Nonostante l’estromissione subita, nel 1933 Erminio Sipari partecipa con un capitolo introduttivo alla Guida del parco promossa dalla Sezione del C.A.I. di Roma (Sipari, 1933), nella quale elenca l’attività svolta e può constatare che gli orsi hanno di nuovo saturata la zona (200 individui) e sconfinano dal parco.

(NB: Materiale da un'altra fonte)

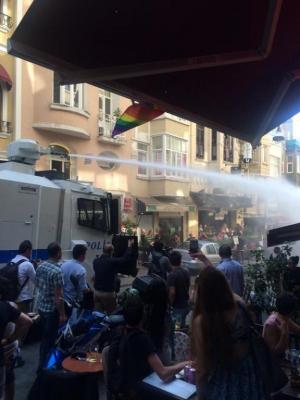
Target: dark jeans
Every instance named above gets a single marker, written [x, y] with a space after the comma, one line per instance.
[49, 324]
[179, 315]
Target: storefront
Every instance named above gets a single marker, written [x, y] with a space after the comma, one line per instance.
[219, 214]
[170, 218]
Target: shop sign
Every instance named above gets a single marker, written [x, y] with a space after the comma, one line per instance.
[127, 205]
[151, 208]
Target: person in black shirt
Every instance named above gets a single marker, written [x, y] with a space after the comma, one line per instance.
[106, 268]
[139, 358]
[179, 285]
[9, 313]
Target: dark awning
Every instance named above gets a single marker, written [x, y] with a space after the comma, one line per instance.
[206, 201]
[5, 78]
[233, 65]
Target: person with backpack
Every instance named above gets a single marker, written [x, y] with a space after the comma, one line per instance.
[179, 286]
[132, 356]
[26, 276]
[19, 275]
[160, 262]
[50, 304]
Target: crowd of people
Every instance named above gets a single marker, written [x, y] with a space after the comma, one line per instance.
[211, 311]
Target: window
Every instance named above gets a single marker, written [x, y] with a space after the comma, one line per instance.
[228, 148]
[210, 249]
[91, 213]
[68, 95]
[108, 164]
[142, 156]
[290, 166]
[170, 150]
[214, 139]
[274, 166]
[157, 153]
[60, 160]
[200, 141]
[105, 105]
[264, 154]
[106, 118]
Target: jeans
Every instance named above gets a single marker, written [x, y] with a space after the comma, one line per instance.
[179, 315]
[50, 324]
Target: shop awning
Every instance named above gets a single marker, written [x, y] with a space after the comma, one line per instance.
[206, 201]
[151, 204]
[5, 78]
[232, 65]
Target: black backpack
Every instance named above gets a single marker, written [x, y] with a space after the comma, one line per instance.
[10, 277]
[120, 369]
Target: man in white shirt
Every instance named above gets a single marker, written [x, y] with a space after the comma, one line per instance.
[26, 275]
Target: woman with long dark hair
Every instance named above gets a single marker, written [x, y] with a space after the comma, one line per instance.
[158, 323]
[220, 342]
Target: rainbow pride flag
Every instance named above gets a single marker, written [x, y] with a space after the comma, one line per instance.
[135, 115]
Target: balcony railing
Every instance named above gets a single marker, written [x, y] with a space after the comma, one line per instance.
[106, 126]
[5, 127]
[5, 21]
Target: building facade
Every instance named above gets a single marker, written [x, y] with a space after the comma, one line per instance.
[74, 123]
[8, 18]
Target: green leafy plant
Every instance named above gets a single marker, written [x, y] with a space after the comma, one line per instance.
[117, 113]
[264, 278]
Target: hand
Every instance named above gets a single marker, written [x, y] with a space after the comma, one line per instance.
[130, 242]
[62, 319]
[284, 327]
[198, 255]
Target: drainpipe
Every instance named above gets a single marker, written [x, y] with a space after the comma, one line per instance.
[18, 79]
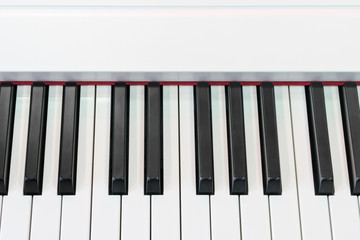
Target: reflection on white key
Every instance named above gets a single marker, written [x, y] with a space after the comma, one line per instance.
[255, 220]
[285, 221]
[195, 216]
[135, 219]
[16, 212]
[45, 222]
[314, 212]
[165, 209]
[225, 218]
[105, 219]
[75, 220]
[345, 219]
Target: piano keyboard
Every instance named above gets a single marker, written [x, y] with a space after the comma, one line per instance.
[179, 162]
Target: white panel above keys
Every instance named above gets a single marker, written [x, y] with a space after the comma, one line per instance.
[135, 209]
[46, 209]
[254, 207]
[344, 210]
[165, 209]
[225, 218]
[105, 219]
[195, 212]
[285, 208]
[16, 212]
[314, 210]
[75, 219]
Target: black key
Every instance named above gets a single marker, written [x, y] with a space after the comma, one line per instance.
[351, 122]
[153, 139]
[36, 140]
[7, 112]
[319, 140]
[69, 139]
[203, 140]
[119, 140]
[269, 139]
[236, 139]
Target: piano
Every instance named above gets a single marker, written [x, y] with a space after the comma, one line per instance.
[206, 120]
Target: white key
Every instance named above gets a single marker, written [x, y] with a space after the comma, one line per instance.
[358, 88]
[254, 207]
[285, 221]
[75, 220]
[165, 209]
[135, 219]
[195, 213]
[16, 213]
[314, 212]
[225, 218]
[105, 219]
[45, 222]
[345, 219]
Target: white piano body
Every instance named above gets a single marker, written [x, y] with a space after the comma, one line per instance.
[180, 41]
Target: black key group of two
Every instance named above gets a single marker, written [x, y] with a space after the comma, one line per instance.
[153, 180]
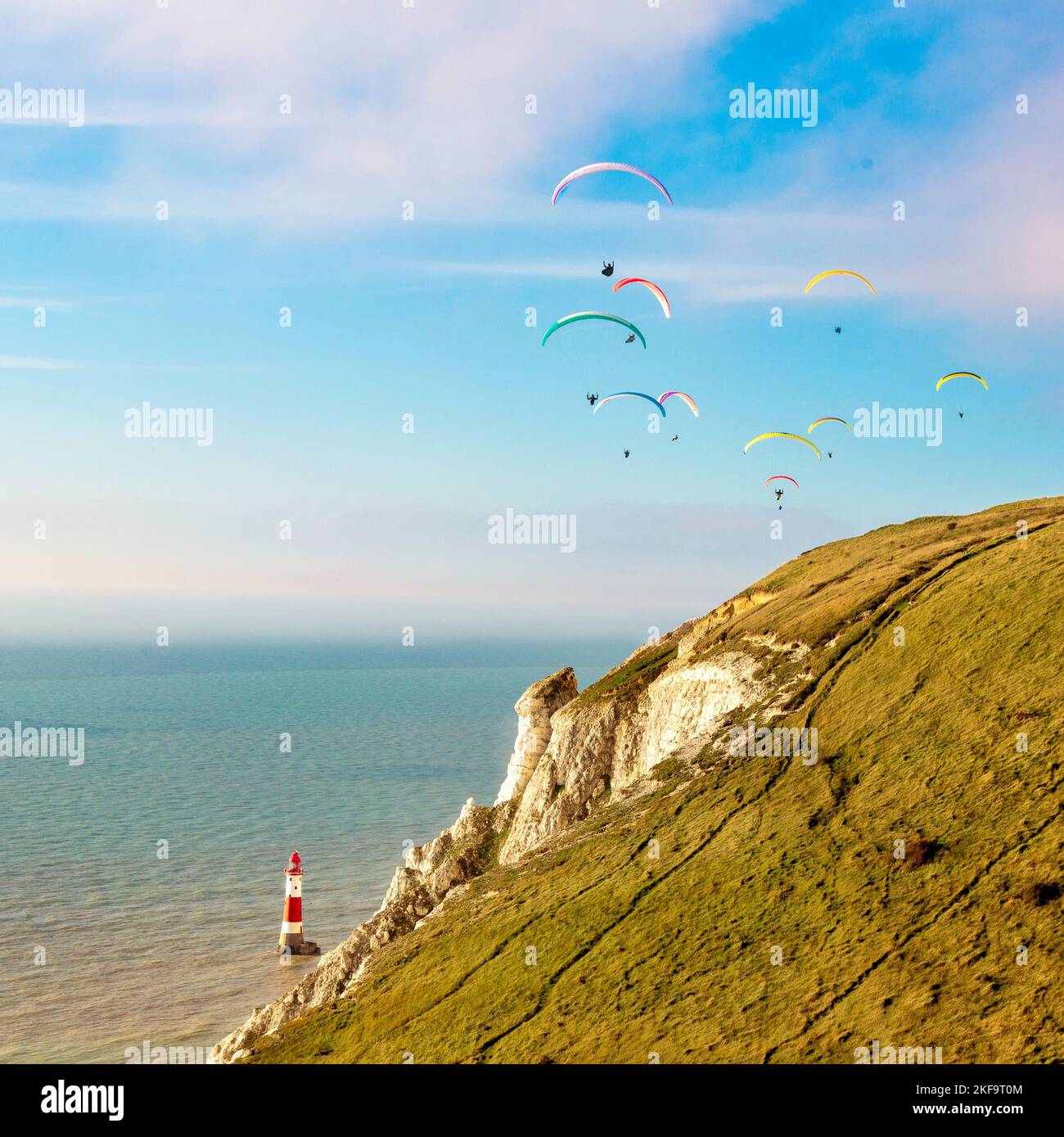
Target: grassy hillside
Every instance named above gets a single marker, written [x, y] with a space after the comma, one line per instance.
[597, 952]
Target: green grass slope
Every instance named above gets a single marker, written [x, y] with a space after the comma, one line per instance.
[598, 950]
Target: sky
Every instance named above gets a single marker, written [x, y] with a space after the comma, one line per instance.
[383, 172]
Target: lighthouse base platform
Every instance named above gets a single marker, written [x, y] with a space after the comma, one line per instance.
[304, 949]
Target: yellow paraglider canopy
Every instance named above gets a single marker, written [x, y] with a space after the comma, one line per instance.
[839, 272]
[958, 374]
[780, 433]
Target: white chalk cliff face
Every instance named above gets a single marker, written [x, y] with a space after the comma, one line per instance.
[534, 710]
[570, 754]
[606, 745]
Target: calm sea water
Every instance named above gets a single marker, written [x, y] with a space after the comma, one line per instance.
[183, 747]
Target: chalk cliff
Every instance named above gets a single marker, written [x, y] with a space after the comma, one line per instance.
[570, 753]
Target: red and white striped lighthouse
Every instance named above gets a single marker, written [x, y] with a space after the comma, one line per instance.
[291, 941]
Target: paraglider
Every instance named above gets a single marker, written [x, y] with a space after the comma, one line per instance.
[683, 396]
[778, 433]
[629, 395]
[839, 272]
[598, 167]
[780, 478]
[576, 316]
[958, 374]
[830, 418]
[663, 300]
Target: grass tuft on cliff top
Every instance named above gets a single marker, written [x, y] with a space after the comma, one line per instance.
[754, 909]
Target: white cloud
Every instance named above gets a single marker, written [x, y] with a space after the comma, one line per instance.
[388, 102]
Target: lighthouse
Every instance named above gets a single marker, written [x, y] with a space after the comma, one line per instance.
[291, 941]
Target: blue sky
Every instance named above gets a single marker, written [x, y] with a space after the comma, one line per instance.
[427, 318]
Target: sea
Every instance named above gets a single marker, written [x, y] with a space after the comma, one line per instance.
[145, 883]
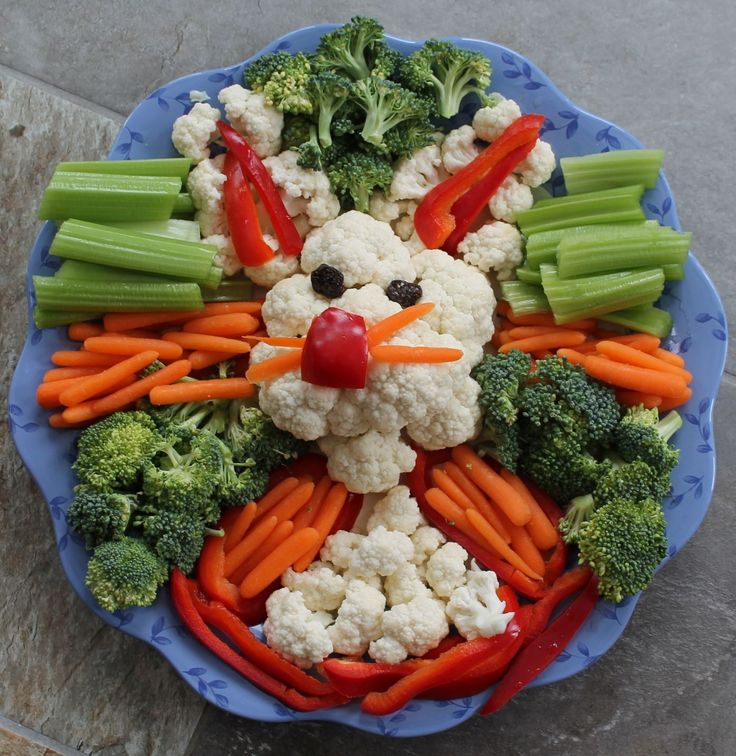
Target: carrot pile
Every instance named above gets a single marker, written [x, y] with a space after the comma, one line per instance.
[635, 364]
[102, 376]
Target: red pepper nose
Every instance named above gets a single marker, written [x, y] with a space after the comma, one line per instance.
[335, 351]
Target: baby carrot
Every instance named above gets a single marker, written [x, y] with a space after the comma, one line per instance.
[292, 549]
[323, 522]
[107, 379]
[274, 367]
[492, 484]
[245, 517]
[636, 378]
[199, 391]
[127, 346]
[83, 330]
[257, 535]
[207, 343]
[553, 340]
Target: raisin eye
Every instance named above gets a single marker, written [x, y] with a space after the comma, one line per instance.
[328, 281]
[404, 293]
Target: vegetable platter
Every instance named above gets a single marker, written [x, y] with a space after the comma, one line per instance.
[697, 337]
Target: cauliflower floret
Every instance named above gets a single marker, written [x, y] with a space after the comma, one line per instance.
[496, 246]
[381, 552]
[304, 191]
[491, 121]
[397, 510]
[278, 268]
[295, 632]
[426, 540]
[339, 548]
[415, 627]
[322, 588]
[362, 248]
[358, 619]
[205, 186]
[459, 148]
[510, 198]
[404, 585]
[291, 305]
[248, 114]
[475, 609]
[416, 175]
[369, 462]
[446, 569]
[538, 165]
[193, 132]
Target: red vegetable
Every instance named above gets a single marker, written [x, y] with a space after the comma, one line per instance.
[336, 350]
[433, 219]
[289, 240]
[469, 206]
[182, 591]
[242, 217]
[539, 654]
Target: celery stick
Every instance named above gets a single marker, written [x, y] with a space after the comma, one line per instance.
[176, 167]
[183, 205]
[590, 296]
[172, 228]
[100, 197]
[606, 170]
[524, 298]
[527, 275]
[230, 290]
[90, 242]
[89, 296]
[50, 318]
[636, 247]
[645, 318]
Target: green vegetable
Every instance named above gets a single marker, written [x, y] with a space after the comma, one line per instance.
[112, 452]
[94, 297]
[446, 72]
[606, 170]
[102, 197]
[624, 543]
[124, 573]
[100, 515]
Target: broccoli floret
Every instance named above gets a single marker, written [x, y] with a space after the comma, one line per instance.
[175, 537]
[500, 378]
[624, 542]
[386, 105]
[448, 72]
[356, 174]
[112, 452]
[356, 50]
[100, 515]
[125, 573]
[642, 435]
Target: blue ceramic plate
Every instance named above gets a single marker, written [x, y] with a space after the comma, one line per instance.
[699, 334]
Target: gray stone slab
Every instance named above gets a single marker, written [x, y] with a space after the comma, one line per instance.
[63, 672]
[666, 687]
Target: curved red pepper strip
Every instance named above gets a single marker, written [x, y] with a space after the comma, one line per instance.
[242, 217]
[182, 598]
[433, 218]
[470, 205]
[289, 240]
[539, 654]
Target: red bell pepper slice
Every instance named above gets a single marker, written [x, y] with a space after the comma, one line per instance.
[335, 351]
[470, 205]
[289, 240]
[433, 219]
[182, 598]
[539, 654]
[242, 217]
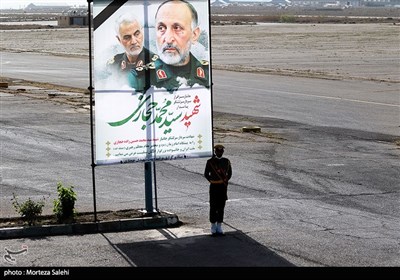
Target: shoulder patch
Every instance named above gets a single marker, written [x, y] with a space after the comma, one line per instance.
[204, 62]
[111, 60]
[151, 65]
[154, 58]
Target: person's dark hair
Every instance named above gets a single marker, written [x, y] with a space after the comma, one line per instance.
[193, 11]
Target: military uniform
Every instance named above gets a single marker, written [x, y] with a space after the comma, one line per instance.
[218, 172]
[119, 66]
[162, 75]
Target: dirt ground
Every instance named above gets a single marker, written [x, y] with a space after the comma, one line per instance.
[328, 51]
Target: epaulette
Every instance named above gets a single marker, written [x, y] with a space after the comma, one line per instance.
[111, 60]
[155, 57]
[204, 62]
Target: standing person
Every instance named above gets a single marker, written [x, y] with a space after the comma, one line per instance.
[177, 29]
[218, 172]
[129, 33]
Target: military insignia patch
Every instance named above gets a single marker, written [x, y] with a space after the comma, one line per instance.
[151, 65]
[204, 62]
[161, 74]
[111, 61]
[200, 72]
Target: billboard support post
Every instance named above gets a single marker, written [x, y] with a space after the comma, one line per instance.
[91, 109]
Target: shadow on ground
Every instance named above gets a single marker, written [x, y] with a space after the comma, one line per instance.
[235, 249]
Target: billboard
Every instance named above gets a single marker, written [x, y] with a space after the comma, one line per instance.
[152, 80]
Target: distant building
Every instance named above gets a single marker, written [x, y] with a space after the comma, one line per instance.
[32, 8]
[73, 17]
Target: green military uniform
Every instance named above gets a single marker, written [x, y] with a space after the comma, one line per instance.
[162, 75]
[120, 62]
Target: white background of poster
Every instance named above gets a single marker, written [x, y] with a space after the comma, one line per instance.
[179, 124]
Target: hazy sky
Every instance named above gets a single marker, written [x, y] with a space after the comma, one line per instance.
[20, 4]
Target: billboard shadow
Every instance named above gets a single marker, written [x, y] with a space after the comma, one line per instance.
[235, 249]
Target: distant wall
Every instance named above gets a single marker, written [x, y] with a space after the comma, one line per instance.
[64, 21]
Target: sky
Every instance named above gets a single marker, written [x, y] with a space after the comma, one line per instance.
[20, 4]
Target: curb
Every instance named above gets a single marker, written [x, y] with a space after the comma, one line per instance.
[165, 220]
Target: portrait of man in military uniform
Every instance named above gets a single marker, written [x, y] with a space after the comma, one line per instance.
[174, 66]
[129, 33]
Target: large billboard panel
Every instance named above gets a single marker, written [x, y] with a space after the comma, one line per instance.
[152, 80]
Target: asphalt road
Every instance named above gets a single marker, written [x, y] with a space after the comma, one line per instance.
[318, 188]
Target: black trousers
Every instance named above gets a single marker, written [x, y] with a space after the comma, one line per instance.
[218, 197]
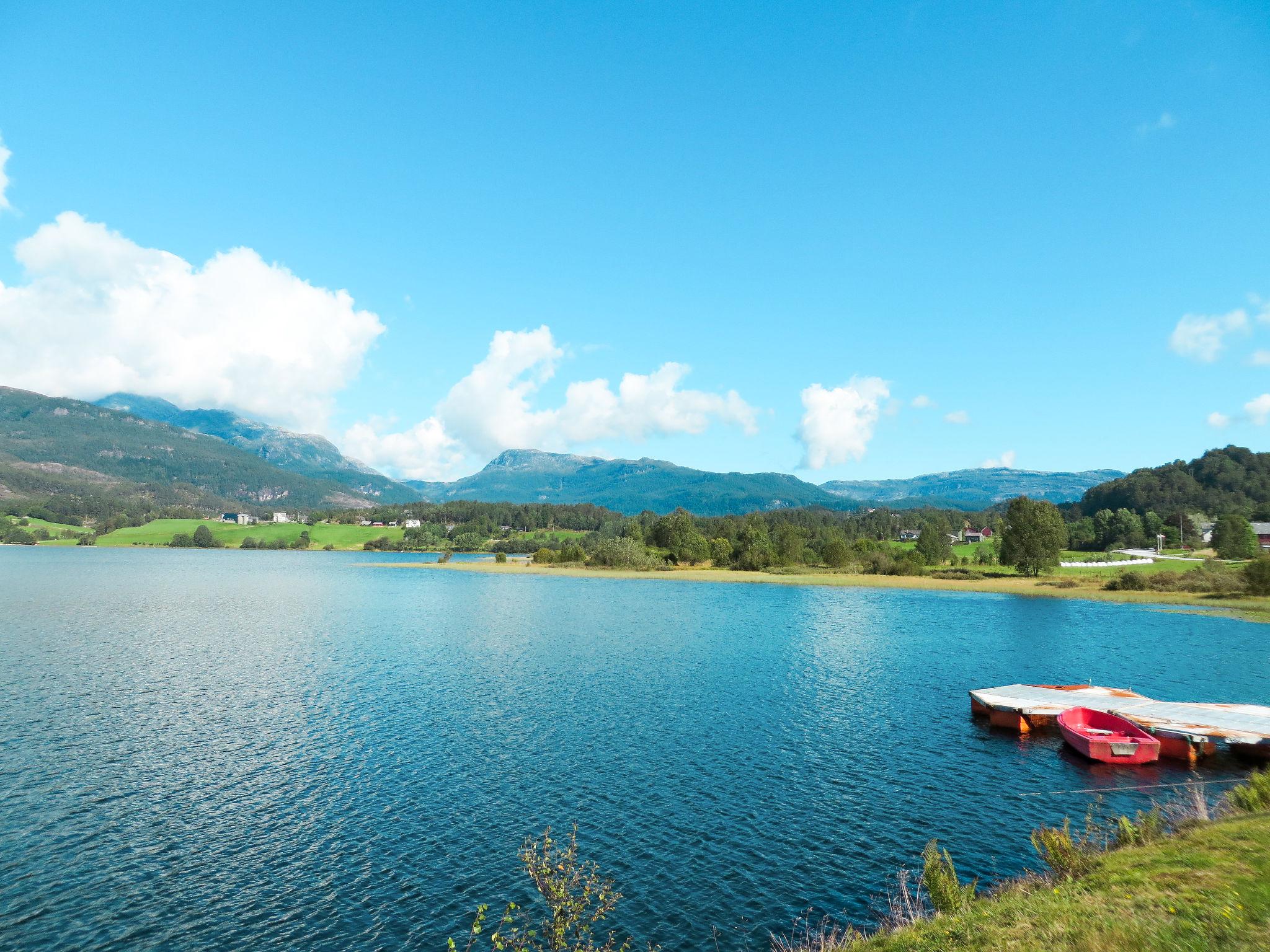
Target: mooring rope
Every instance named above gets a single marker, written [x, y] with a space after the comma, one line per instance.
[1114, 790]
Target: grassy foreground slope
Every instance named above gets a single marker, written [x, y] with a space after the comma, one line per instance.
[1206, 889]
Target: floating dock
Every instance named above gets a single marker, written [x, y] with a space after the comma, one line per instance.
[1185, 730]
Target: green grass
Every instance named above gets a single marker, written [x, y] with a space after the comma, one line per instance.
[1204, 889]
[55, 528]
[161, 532]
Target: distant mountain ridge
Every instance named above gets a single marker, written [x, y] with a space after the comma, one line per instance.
[78, 452]
[626, 485]
[633, 485]
[305, 454]
[973, 489]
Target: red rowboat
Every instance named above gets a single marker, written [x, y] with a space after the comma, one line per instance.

Dopo tanto entusiasmo e impegno, il primo periodo di vita del Parco Nazionale d’Abruzzo si concluse negativamente nel 1933, quando l’amministrazione del parco venne passata alla Milizia Nazionale Forestale ed Erminio Sipari rimosso dalla presidenza. A guerra finita, Sipari non venne più riammesso al parco dalla nuova classe politica italiana. Egli è stato il primo di un gruppo di presidenti e direttori di parchi che – al momento opportuno – vengono allontanati dalle loro cariche perché molto impegnati per la causa dei parchi e quindi non graditi. Essi sono stati i seguenti: in Abruzzo Erminio Sipari, Francesco Saltarelli e Franco Tassi; al Gran Paradiso Ugo Bayer e Renzo Videsott; allo Stelvio Walter Frigo. Un metodo disumano e sbrigativo, ma efficace e concreto per i nemici dei parchi!
Nel dopoguerra Sipari aveva tentato di farsi reintegrare alla presidenza del parco con un’istanza rivolta in data 3 settembre 1951 al Ministro e al Direttore generale delle Foreste [Sipari E., In difesa del Parco Nazionale d’Abruzzo e della mia opera per esso, dattiloscritto del 3 settembre 1951 citato da Piccioni, 1997], ma la sua richiesta non venne accolta.
Il nome di Erminio Sipari compare, invece, neI 1946 fra i componenti della Commissione di studio per la sistemazione dei parchi nazionali in Italia, della quale Renzo Videsott aveva richiesto l’istituzione al C.N.R. (Videsott, 1946).